하지만 이 방법은 inference cost가 너무 크기 때문에 여러 분야에서 parallel sequence generation이 개발되기 시작했다.

본 논문에서는 set prediction에 필요한 global computations을 수행할 수 있는 ability와 computational cost 사이의 적절한 trade-off를 위해 transformer와 parallel decoding을 결합한다.

2.3 Object detection

Two-stage detectors

predict boxes (proposals)
classification

이 방법들은 초기의 추측에 너무 크게 의존한다는 단점이 존재한다.

DETR은 hand-crated process를 삭제하고 detection process를 간단하게 만든다.

Set-based loss

초기 딥러닝 모델들은 bipartite matching을 convolutional, 혹은 fully-connected layers를 통해서만 모델링할 수 있었으며 hand-crated NMS를 통해 post-processing을 했다.

따라서 set-based loss를 사용하더라도 여전히 manually하게 처리해야만 했다.

3. The DETR model

2가지의 ingredient가 필수적이다.

set prediction loss
- prediction과 ground-truth box 사이의 unique matching
architecture
- 한 번의 과정으로 set of objects를 예측하고 그들의 relation을 modeling
- Figure 2에서 architecture 설명

3.1 Object detection set prediction loss

DETR은 고정된 size, N개의 prediction을 inference
- decoder를 통해 한번에 prediction
- N은 일반적으로 image 내에 있는 object의 개수보다 훨씬 더 큰 숫자
main difficult : ground truth에 대해서 prediction에 대한 score를 어떻게 구하지 ?
- optimal bipartite matching

$y$ : ground-truth (GT)
- size N개까지 padding (공집합으로 padding하며 이는 object가 없다는 뜻)
$\hat{y}$ : prediction
$\sigma \in \mathfrak{G}_N$ : 가장 lowest cost로 N개의 elements들을 permutation
- permutation을 통해 N개의 elements들의 순서를 섞었을 때, 가장 loss가 작게 나온다는 집합 → 즉, matching한 결과에 대한 집합
$\mathcal{L}_{match}$ : GT와 index $\sigma(i)$를 가지는 prediction 사이의 pair-wise matching cost
가장 optimal한 assignment는 Hungarian algorithm을 통해 효율적으로 계산된다.
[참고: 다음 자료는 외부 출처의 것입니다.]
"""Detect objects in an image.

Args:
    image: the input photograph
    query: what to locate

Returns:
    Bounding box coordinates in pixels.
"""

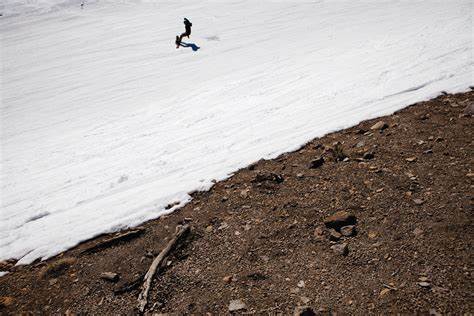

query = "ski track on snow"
[0,0,472,264]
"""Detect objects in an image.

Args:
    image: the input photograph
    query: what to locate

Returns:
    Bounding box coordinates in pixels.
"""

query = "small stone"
[314,226,325,239]
[405,157,417,162]
[0,296,14,307]
[340,225,356,237]
[240,190,249,198]
[324,211,356,230]
[223,275,233,283]
[205,225,213,232]
[330,243,349,256]
[413,199,424,205]
[100,272,119,282]
[329,229,342,241]
[370,121,388,130]
[368,231,378,239]
[49,278,58,286]
[413,228,424,236]
[218,222,229,230]
[423,149,433,154]
[363,152,375,160]
[300,296,311,304]
[296,173,304,179]
[228,299,246,312]
[463,102,474,116]
[297,280,305,288]
[309,156,324,169]
[290,287,301,294]
[418,281,431,288]
[379,288,391,297]
[355,141,365,148]
[294,306,316,316]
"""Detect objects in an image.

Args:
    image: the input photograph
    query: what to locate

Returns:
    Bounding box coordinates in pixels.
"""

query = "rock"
[300,296,311,304]
[405,157,417,162]
[379,288,391,297]
[205,225,213,232]
[296,173,304,179]
[0,296,14,307]
[228,299,246,312]
[309,156,324,169]
[252,172,284,184]
[297,280,305,288]
[419,276,430,282]
[223,275,233,284]
[218,222,229,230]
[413,228,424,236]
[418,281,431,288]
[314,226,325,240]
[413,199,424,205]
[100,272,119,282]
[463,102,474,116]
[329,229,342,241]
[355,141,365,148]
[370,121,388,130]
[363,152,374,160]
[330,243,349,256]
[324,211,356,230]
[294,306,316,316]
[340,225,356,237]
[368,231,378,239]
[423,149,433,154]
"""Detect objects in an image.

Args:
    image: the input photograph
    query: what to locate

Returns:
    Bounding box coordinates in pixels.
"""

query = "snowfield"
[1,0,472,264]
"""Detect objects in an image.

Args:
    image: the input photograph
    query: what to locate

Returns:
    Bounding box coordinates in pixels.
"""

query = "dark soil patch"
[1,91,473,315]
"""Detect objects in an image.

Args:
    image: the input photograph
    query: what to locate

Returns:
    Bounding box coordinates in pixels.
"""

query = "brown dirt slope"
[1,91,473,315]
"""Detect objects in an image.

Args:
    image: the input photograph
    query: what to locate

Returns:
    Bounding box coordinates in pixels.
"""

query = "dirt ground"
[1,91,473,315]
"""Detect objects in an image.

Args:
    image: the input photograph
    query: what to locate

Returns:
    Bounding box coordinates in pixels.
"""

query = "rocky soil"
[1,91,473,315]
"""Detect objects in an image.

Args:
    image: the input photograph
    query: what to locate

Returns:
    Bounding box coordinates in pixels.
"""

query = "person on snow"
[176,18,192,48]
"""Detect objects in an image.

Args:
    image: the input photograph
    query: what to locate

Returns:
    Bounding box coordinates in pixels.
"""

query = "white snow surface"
[1,0,472,264]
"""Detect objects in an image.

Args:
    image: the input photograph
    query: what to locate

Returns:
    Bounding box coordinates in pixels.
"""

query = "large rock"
[324,211,356,230]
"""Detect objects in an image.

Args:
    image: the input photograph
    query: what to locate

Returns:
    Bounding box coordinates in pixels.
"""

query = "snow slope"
[1,0,472,264]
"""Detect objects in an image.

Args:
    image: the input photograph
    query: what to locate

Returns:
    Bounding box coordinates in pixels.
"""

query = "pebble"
[418,281,431,288]
[228,299,246,312]
[222,275,233,283]
[405,157,417,162]
[340,225,356,237]
[330,243,349,256]
[329,229,342,241]
[297,280,305,288]
[413,199,424,205]
[100,272,119,282]
[370,121,388,130]
[413,228,424,236]
[324,211,356,230]
[0,296,14,307]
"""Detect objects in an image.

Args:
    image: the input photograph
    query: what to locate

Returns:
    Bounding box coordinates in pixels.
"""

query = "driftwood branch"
[137,224,190,313]
[81,228,145,255]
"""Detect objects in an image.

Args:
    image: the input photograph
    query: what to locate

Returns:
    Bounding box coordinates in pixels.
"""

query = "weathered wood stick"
[137,224,190,313]
[81,228,145,255]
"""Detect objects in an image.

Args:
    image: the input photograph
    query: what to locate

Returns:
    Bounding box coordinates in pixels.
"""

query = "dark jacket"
[184,18,192,34]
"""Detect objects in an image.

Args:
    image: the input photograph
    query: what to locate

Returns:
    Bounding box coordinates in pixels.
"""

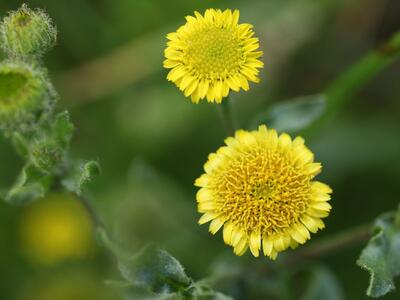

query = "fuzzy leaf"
[251,94,326,132]
[5,164,52,205]
[357,209,400,297]
[118,245,192,295]
[61,160,100,196]
[51,111,74,147]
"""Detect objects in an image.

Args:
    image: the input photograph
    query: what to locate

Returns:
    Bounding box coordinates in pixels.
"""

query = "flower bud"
[31,140,63,173]
[0,4,57,58]
[0,60,55,135]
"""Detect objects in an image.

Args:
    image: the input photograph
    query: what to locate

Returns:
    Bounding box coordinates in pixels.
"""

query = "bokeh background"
[0,0,399,299]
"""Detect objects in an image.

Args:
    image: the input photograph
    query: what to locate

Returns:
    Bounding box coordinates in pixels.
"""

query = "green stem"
[74,193,113,242]
[216,99,236,136]
[323,30,400,121]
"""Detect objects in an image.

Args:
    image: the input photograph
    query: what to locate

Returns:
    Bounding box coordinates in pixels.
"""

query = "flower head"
[164,9,263,103]
[195,125,332,260]
[20,194,94,265]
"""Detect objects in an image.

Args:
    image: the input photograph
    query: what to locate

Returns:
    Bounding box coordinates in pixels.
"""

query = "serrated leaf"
[5,164,53,205]
[61,160,100,196]
[357,209,400,298]
[251,94,326,132]
[118,245,192,295]
[301,266,344,300]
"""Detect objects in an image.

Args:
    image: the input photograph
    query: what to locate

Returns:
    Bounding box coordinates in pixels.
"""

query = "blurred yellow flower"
[195,125,332,260]
[19,194,94,265]
[164,9,263,103]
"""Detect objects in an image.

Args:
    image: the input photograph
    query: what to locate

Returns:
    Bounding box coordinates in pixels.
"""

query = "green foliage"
[357,207,400,298]
[251,94,326,133]
[4,164,53,205]
[0,3,57,59]
[98,229,232,300]
[118,245,192,294]
[30,111,74,172]
[51,111,75,148]
[61,160,101,196]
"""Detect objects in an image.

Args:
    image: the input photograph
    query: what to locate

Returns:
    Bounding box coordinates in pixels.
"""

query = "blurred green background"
[0,0,399,299]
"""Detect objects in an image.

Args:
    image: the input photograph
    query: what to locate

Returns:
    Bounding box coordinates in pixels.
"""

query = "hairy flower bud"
[30,140,63,173]
[0,60,55,134]
[0,4,57,58]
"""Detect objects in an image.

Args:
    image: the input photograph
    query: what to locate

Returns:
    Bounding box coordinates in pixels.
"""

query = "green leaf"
[251,94,326,132]
[11,132,29,158]
[5,164,52,205]
[301,266,344,300]
[357,209,400,297]
[61,160,100,196]
[51,111,74,147]
[118,245,192,295]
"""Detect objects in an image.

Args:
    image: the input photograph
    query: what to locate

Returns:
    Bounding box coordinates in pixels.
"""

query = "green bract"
[0,4,57,58]
[0,61,53,134]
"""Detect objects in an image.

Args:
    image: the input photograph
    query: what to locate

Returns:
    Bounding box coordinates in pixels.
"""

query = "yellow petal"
[233,236,248,256]
[304,163,322,175]
[249,231,261,257]
[300,215,320,233]
[198,201,216,212]
[262,235,273,256]
[231,227,245,246]
[311,181,333,194]
[278,133,292,150]
[311,202,332,211]
[196,188,213,202]
[198,212,218,224]
[194,174,210,187]
[209,217,225,234]
[223,222,234,245]
[307,207,330,218]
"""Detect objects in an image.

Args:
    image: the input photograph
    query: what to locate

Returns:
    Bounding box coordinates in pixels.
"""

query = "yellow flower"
[19,194,94,265]
[195,125,332,260]
[164,9,263,103]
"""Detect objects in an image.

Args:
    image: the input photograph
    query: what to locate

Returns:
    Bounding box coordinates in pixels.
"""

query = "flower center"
[216,148,311,234]
[184,27,244,79]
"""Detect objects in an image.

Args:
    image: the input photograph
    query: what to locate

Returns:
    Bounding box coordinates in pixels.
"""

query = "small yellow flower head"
[164,9,263,103]
[195,125,332,260]
[19,194,94,265]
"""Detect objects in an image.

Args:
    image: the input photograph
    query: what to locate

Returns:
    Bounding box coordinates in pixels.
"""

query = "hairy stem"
[75,193,108,234]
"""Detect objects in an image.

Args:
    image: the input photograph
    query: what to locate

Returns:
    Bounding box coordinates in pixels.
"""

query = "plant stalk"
[216,99,236,136]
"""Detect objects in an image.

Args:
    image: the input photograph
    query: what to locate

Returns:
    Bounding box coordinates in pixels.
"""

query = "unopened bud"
[0,4,57,58]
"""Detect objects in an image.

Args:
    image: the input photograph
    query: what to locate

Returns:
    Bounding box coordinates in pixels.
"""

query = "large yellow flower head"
[164,9,264,103]
[195,125,332,260]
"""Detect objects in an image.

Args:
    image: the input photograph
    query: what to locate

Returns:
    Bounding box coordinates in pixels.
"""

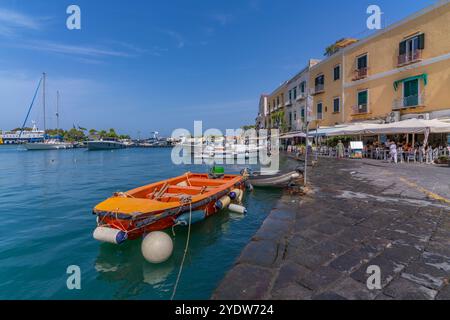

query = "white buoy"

또한, 여기서 matching cost는 class prediction과 GT와 prediction 사이의 similarity를 모두 고려한다.

$y_i = (c_i,b_i)$
- $c_i$ : target class label
- $b_i \in [0,1]^4$ : GT box를 정의 (image size에 따른 height, width)
$\hat{p}_{\sigma(i)}(c_i)$ : index $\sigma(i)$인 prediction의 class probability
$\hat{b}_{\sigma(i)}$ : predicted box

따라서 전체 matching loss는 다음과 같이 정의된다.

$$ \mathcal{L}{match}(y_i,\hat{y}{\sigma(i)}) = -\mathbf{1}{\{c_i \neq \emptyset \}}\hat{p}{\sigma(i)}(c_i) + \mathbf{1}{\{c_i \neq \emptyset \}}\mathcal{L}{box}(b_i,\hat{b}_{\sigma(i)}) $$

matching을 찾는 과정은 modern detectors에서 GT object와 proposal or anchors를 matching하는 데에 사용되는 heuristic assignment rules과 같은 역할을 한다.

차이점은 duplicates없이 바로 set prediction을 수행하여 one-to-one matching이 된다는 점이다.

Hungarian Loss
- 이전 step에서 matching된 모든 pair에 대한 loss
- 여기서 $\hat{\sigma}$는 가장 optimal한 assignment
- (2)는 cross-entropy 식과 비슷
- 여기서 indicator 함수를 사용한 이유는, no object일 때, classification은 수행해야 (no object이다!) object를 정확하게 찍을 수도 있지만, bounding box에 대해서는 loss를 계산할 필요가 없으므로 indicator 함수를 사용함.

Bounding box loss

(2)의 식에서 나오는 $\mathcal{L}_{box}$는 boundig box loss를 의미한다.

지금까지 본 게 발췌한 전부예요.